Disclaimer – I’ve been doing Crossfit for 7 years, my body is completely used to it, and I’m also well educated in all the movements. So, for me it was safe to continue with my sport. I had highly educated coaches keeping an eye on me, and I lowered the weights to about 60% of my max. I also took out all exercises that wasn’t safe for me to do, and replaced them with low impact pregnancy safe exercises. I would NOT recommend this sport for any expectant mommies whose bodies are not used to Crossfit, at an athlete level.

Crossfit is going great, keeping up with work is easy, and I don’t feel pregnant at all. I feel bloated and can feel my body growing, but still zero pregnancy symptoms, besides weight gain and bump starting to grow.

THOUGHTS: Pregnancy is a breeze!

GAME PLAN: Same as Trimester one, but picking up the pace with work and training.

Trimester THREE – WHAT IS HAPPENING TO ME

Now, out of nowhere, Baby du Preez is just growing and growing and growing! Bump is getting so big, if I move too fast I fall over. My balance is useless, suddenly I don’t have any clothes that fit, I couldn’t be bothered to exercise, and I can’t eat my normal portion sizes anymore. My tummy is all squished up into my diaphragm, there’s not even enough space for a glass of water. This caused the most severe heartburn ever! Also – I. Can’t. BREATHE! And the latest symptom I have been experiencing is my aching feet! I’m swelling up everyday because of pregnancy water retention (Edema) and the summer heat. My feet are up TWO shoe sizes, and I can’t stand or sit for more than a few minutes.

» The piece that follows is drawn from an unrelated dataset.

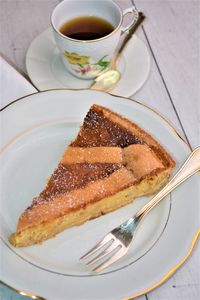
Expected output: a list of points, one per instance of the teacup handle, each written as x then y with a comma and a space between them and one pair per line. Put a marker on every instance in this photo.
135, 13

I guess now is the time to take things slower, put my feet up and just be pregnant for once. So, the biggest changes of this trimester, is my now very big baby bump, shortness of breath and heart burn, and my aching feet.

THOUGHTS: How will I make it through three more months? Crossfit? – nah. Pants? – nah. Shoes? – none of them fit. Serious issues in life that needs my attention – couldn’t be bothered. Shoe laces that come undone – dead to me.

BUT, during this time, the worse you feel, the more people will come up to you saying how “absolutely stunning” you look. I suppose that’s what saves me every time. Knowing that even though I feel VERY very pregnant and uncomfortable, people seem to notice only the beauty of my adventure. And with that said, the biggest reward of the third trimester, is feeling that little body dancing inside of you. His little kicks, punches and stretches takes away all the aches and pains, and you just love him more and more each day. He makes me realise, it’s really not that bad, and I’ll do this all over again if it means that I can create another miracle just like him.

With regard to my changing body, I had zero back and pelvis pain during my whole pregnancy, because I have a strong core, bum and hamstrings. I’ve put in the work before pregnancy, so I could just maintain my strength throughout this journey. Being fit and strong really saved me. I would definitely recommend strengthening your body before falling pregnant, and then maintaining your strength as your bump grows. If you haven’t been doing any exercise before falling pregnant, talk to your doctor about pregnancy safe pilates, yoga or stretching classes that you can attend. It will make your journey so much easier and healthier.

Now, with only a few weeks left before my little baby boy enters the world, I’m slowly but surely getting used to feeling pregnant. I’m accepting my rapidly changing body, and I’m taking life a little bit slower, ensuring the final ride for my prince is as safe and relaxed as possible.